Once, long ago, in a dimension now confined to memory, I was taught by a shop teacher how make a book. It was a technical process, one of choosing cover material, paper, sewing the paper in sections and connecting them to the spine. All books have a spine, and a gutter, which secures the paper to the cover. Sewing and gluing are the principal techniques in creating a book. Book Makers are often called Binderies, and most libraries either operate a bindery or secure the services of a bindery. Manuscripts of dissertations are transformed into books, and books destroyed by the age of Time are reborn in the bindery.
In shop, we learned to make a hardcover or case binding, the classic cover that preserves books and gives them long lives no matter how often you flip through their pages. That is the true appeal of the bound book of paper: it is flippable and provides random and immediate access to any page or line in the book. There is also something durable about a book; it is picturesque, a great home decorating tool that also lets your visitors know who you are by what you read (or usually what you hope to read sometime when you can get around to it!). My first book was of blank pages, a diary, if you will. Then, inspired by This Is My Beloved, I bound a book of my poems for a distant, clandestined beloved.

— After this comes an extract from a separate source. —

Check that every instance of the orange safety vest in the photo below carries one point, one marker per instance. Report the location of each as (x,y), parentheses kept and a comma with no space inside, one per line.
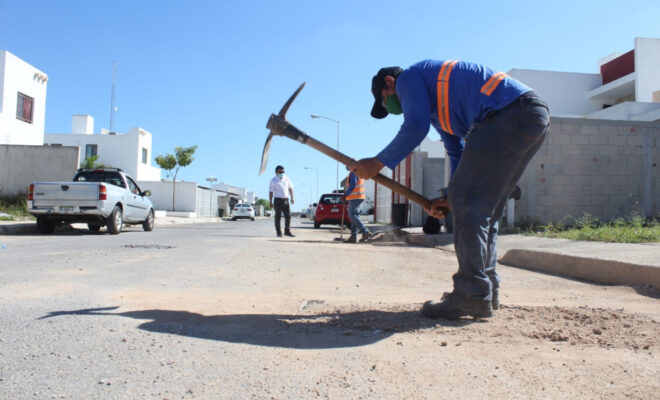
(358,191)
(443,92)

Father had a severe love affair with books. In fact he built a little house in the backyard that was just for books. He loved to buy up books of estates, series of books, especially histories, for history was one of his passions. He would disappear in the evening back to his little house where he lay on a bed surrounded by books, devouring them like a starving man feeding a voracious appetite. He was really a man for today, for a Barnes and Noble with its piles of books and easy chairs where one could while away the afternoon or evening with tea or coffee, and legions of books. The likes of him and those who follow populating these book spas are the real book makers... books made for those who discover worlds waiting in words.
In my new-found love of fiction, I relish reading in the environment created by these new book sellers. A certain spirit of the printed word, a reverence that borders on religiosity pervades the space. In the silence there are many readers, and the energy of so many converting words to consciousness is exhilarating. It is quiet, but there are inner detonations of imagination transforming silence into a vivid universe of unfolding experiences. It is more exciting than going to the movies, and the price of admission is your imagination.